Barry Ritholtz notes the reemergence of Ayn Rand. This is one of those phenomena, like orange soda, that I will never understand.
Barry rightly calls Rand’s prose “a giant pedantic bore,” and also zeros in on the cult-like behavior of Randians. I just don’t get it. My theory is that Rand’s appeal is mainly to make college sophomores feel superior to freshmen.
Michael Shermer (via Oliver Kamm) addressed the Randians a few years ago when writing “The Unlikeliest Cult in History.”

One of the closest to Rand was Nathaniel Branden, a young philosophy student who joined the Collective in the early days before Atlas Shrugged was published. In his autobiographical memoirs entitled Judgment Day (1989), Branden recalled: “There were implicit premises in our world to which everyone in our circle subscribed, and which we transmitted to our students at NBI.” Incredibly, and here is where the philosophical movement became a cult, they came to believe that (pp. 255-256):

• Ayn Rand is the greatest human being who has ever lived.
• Atlas Shrugged is the greatest human achievement in the history of the world.
• Ayn Rand, by virtue of her philosophical genius, is the supreme arbiter in any issue pertaining to what is rational, moral, or appropriate to man’s life on earth.
• Once one is acquainted with Ayn Rand and/or her work, the measure of one’s virtue is intrinsically tied to the position one takes regarding her and/or it.
• No one can be a good Objectivist who does not admire what Ayn Rand admires and condemn what Ayn Rand condemns.
• No one can be a fully consistent individualist who disagrees with Ayn Rand on any fundamental issue.
• Since Ayn Rand has designated Nathaniel Branden as her “intellectual heir,” and has repeatedly proclaimed him to be an ideal exponent of her philosophy, he is to be accorded only marginally less reverence than Ayn Rand herself.
• But it is best not to say most of these things explicitly (excepting, perhaps, the first two items). One must always maintain that one arrives at one’s beliefs solely by reason.

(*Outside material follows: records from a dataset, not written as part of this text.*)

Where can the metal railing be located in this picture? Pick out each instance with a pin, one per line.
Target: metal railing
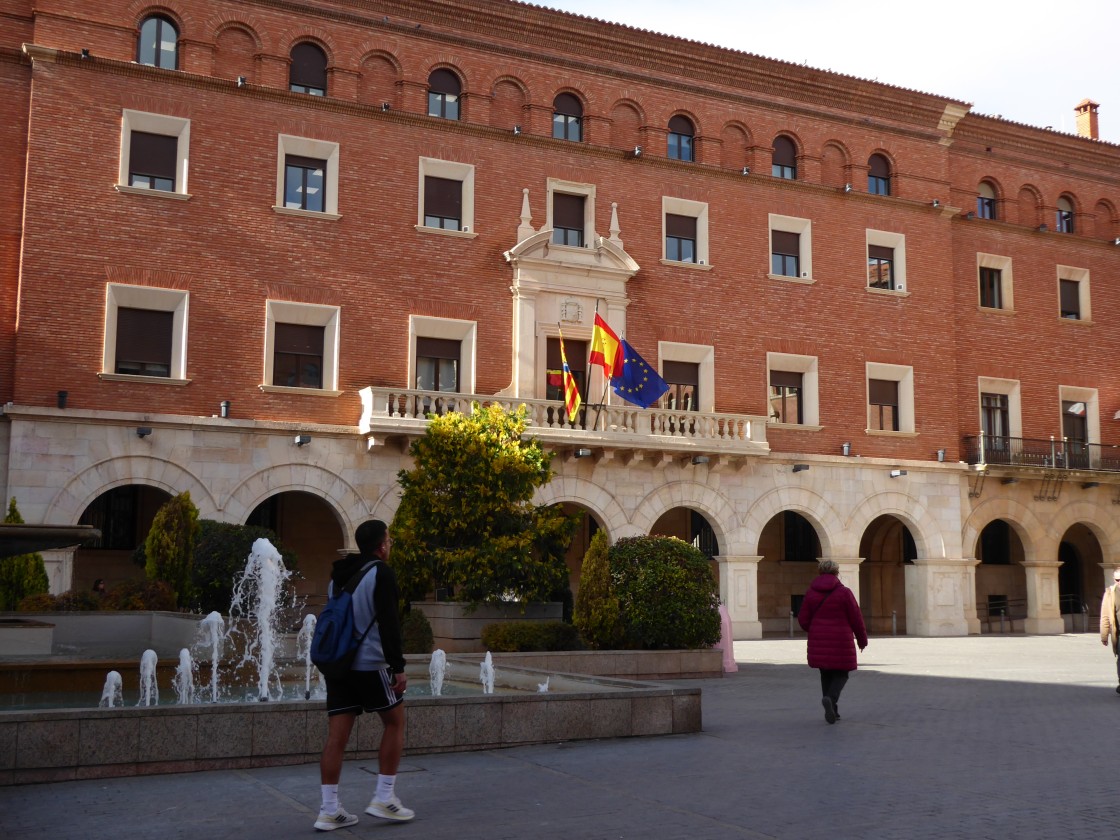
(1053, 454)
(388, 409)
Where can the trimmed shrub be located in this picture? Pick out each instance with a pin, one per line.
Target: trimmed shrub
(596, 614)
(416, 633)
(666, 595)
(520, 636)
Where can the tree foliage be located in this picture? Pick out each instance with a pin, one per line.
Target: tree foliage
(466, 523)
(22, 575)
(596, 614)
(666, 594)
(170, 546)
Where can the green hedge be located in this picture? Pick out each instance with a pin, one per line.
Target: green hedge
(520, 636)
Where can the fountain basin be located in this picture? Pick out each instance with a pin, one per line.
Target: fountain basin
(73, 744)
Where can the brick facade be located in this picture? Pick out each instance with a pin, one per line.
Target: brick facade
(221, 245)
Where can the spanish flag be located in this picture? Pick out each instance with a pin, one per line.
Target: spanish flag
(571, 398)
(606, 350)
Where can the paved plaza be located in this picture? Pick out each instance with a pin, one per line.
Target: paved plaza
(1002, 737)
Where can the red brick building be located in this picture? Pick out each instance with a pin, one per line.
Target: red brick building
(250, 244)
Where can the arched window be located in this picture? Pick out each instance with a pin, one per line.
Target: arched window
(878, 175)
(308, 73)
(159, 43)
(680, 138)
(444, 91)
(1064, 216)
(567, 118)
(986, 202)
(784, 162)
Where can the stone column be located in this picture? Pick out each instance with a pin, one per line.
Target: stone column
(936, 596)
(59, 565)
(1044, 612)
(738, 590)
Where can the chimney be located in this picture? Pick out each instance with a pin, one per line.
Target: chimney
(1086, 119)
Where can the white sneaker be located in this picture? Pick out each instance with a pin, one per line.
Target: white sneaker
(338, 820)
(391, 810)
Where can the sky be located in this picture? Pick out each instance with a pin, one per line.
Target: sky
(1026, 61)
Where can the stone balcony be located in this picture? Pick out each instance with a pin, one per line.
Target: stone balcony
(604, 431)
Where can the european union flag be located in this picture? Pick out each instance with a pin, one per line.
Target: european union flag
(637, 383)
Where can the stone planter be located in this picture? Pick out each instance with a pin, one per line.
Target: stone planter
(456, 628)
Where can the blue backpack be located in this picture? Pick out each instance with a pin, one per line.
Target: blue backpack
(335, 644)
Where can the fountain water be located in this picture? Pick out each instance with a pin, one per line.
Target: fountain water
(185, 679)
(437, 670)
(486, 674)
(304, 652)
(255, 600)
(111, 694)
(210, 631)
(149, 689)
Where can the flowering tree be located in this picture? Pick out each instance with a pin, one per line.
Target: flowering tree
(466, 525)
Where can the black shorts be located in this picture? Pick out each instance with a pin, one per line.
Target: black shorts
(362, 691)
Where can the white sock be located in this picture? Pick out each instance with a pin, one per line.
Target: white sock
(329, 799)
(384, 787)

By the way, here’s a letter to the editor of the New York Times from November 3, 1957:

To the Editor:
Atlas Shrugged is a celebration of life and happiness. Justice is unrelenting. Creative individuals and undeviating purpose and rationality achieve joy and fulfillment. Parasites who persistently avoid either purpose or reason perish as they should. Mr. Hicks suspiciously wonders “about a person who sustains such a mood through the writing of 1,168 pages and some fourteen years of work.” This reader wonders about a person who finds unrelenting justice personally disturbing.